26/01/2018 euractiv.fr  6min #137365

À Davos, le Fmi met en garde contre l'arrivée d'une crise encore plus forte

Langues :  English |  Deutsch

 Commentaires  Imprimer

L'économie mondiale se développe plus vite que prévu, au grand bonheur des grands patrons qui arrivent cette semaine au Forum économique mondial à Davos. Un espoir rapidement douché par le FMI, qui assure que la prochaine crise frappera plus fort et plus tôt que prévu.

L'économie mondiale continue de dépasser les prévisions. Le Fonds a revu à la hausse de 0,2 % la croissance attendue pour cette année et l'année prochaine. En Europe, le FMI a également renforcé ses perspectives de 0,3 % pour 2018 (2,2 %) et 2019 (2 %).

Quelques heures avant l'ouverture officielle du forum à Davos, en Suisse, Christine Lagarde a toutefois mis en garde contre « le risque de complaisance ».

L'économie croît non pas parce que les pays ont développé leur potentiel de croissance grâce à des investissements dans le capital humain ou la technologie. Au contraire, les réformes entreprises sont évasives et la croissance n'a bénéficié qu'à une certaine élite.

« Nous ne sommes pas satisfaits », a-t-elle insisté, car « trop de personnes sont laissées pour compte de l'accélération de la croissance. »

 Décalage frappant entre le moral des entreprises et la défiance des citoyens à Davos

Les responsables des plus grandes entreprises sont divisés sur les bénéfices de la mondialisation, mais sont tous « extrêmement positifs » vis-à-vis des prévisions de croissance, révèle une enquête PwC.

Dans le contexte d'une croissance fragile et de défis de taille, comme un niveau de dette élevé, l'économiste en chef du FMI, Maurice Obstfeld, a soutenu que « la prochaine récession arrivera plus tôt que prévu et serait plus difficile à résoudre ».

Il a expliqué aux responsables politiques que la dynamique économique était due à des facteurs « peu durables », comme la stimulation monétaire et une politique budgétaire favorable.

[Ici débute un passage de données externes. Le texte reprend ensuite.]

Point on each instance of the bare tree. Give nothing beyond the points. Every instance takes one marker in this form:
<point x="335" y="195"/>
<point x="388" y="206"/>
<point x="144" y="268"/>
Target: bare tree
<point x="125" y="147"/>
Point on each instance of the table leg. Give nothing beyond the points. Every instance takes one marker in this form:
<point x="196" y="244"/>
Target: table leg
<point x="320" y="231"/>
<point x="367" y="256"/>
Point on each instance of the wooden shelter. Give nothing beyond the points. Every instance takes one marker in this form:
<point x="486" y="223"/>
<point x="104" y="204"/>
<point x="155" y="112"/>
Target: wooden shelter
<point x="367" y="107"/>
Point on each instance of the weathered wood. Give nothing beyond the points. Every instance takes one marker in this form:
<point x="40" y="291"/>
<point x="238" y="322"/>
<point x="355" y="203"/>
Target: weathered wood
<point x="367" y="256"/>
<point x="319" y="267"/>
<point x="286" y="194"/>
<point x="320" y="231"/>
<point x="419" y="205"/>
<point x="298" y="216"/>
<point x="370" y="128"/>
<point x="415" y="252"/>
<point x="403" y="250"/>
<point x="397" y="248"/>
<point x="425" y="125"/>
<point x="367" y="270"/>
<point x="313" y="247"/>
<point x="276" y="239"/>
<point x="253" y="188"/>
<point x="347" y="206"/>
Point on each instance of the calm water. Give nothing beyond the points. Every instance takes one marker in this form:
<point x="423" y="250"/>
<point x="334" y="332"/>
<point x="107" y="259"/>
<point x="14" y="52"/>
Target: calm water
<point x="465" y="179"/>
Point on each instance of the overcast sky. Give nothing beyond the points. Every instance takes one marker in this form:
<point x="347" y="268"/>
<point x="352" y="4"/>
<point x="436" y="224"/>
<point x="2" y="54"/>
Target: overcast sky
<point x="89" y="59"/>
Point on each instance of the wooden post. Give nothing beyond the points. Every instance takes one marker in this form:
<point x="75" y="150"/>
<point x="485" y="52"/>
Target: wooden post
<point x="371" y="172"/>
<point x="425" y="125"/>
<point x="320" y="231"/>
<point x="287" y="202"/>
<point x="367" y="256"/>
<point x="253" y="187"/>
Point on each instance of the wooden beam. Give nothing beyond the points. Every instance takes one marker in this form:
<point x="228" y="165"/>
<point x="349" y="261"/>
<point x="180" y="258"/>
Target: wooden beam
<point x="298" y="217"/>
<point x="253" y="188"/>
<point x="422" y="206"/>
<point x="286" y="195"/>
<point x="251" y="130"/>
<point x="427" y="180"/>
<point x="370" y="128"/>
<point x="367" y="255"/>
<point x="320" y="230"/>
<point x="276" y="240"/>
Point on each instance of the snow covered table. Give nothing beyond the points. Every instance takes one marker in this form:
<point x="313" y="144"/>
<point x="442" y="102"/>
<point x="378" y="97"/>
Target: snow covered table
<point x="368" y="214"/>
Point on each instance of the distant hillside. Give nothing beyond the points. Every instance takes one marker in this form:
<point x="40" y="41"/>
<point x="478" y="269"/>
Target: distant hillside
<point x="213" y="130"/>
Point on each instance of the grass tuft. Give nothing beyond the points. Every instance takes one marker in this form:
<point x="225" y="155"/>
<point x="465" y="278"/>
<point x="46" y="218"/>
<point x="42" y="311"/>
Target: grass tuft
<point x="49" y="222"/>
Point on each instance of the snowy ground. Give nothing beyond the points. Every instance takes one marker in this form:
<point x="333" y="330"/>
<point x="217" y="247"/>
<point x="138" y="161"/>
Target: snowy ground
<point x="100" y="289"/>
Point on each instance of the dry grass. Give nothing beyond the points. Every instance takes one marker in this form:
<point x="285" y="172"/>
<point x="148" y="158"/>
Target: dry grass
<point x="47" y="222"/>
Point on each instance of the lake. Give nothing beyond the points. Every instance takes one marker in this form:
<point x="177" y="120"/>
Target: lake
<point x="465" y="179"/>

Par conséquent, il appelle les pays à adopter des mesures visant à améliorer la résilience de leur société face à une révolution numérique en constante évolution et à améliorer leur intégration.

Maurice Obstfeld a reconnu qu'un grand nombre de pays européens avait mis en place des réformes structurelles importantes depuis la crise de 2008, y compris l'Italie et l'Espagne, alors que le président français, Emmanuel Macron a prévu des « mesures assez ambitieuses ».

Capacité budgétaire

Pour ce qui est de la réforme de la zone euro, la finalisation de l'Union bancaire avec un système européen de garantie des dépôts représenterait un pas en avant, comme le fait de doter l'union économique et monétaire d'une capacité budgétaire.

Les inégalités croissantes et l'instabilité et l'incertitude persistantes sur la planète seront les grandes préoccupations du Forum économique mondial de cette année.

L'incapacité des partis traditionnels à mieux distribuer les gains économiques a mené à la montée des partis populistes dans le monde entier. Donald Trump a également remporté les élections aux États-Unis en s'adressant aux « laissés pour compte » de la mondialisation.

« L'essor de modèles de gouvernance encore plus nationalistes ou autoritaires pourrait toutefois déboucher sur le blocage des réformes économiques nationales et sur le retrait de l'intégration économique transfrontalière », a mis en garde le FMI quelques jours avant l'arrivée de Donald Trump à Davos.

À ce jour, même les PDG d'entreprise ne parviennent pas à dire comment la situation économique florissante profite à leur société.

Pas de bénéfices pour tous

Selon une enquête mondiale publiée lundi par le cabinet de conseil PwC à Davos, 46 % des patrons d'environ 1 300 entreprises pensent que la croissance économique mondiale ne bénéficie qu'à certaines personnes, alors que 48 % la décrivent comme « généralisée ».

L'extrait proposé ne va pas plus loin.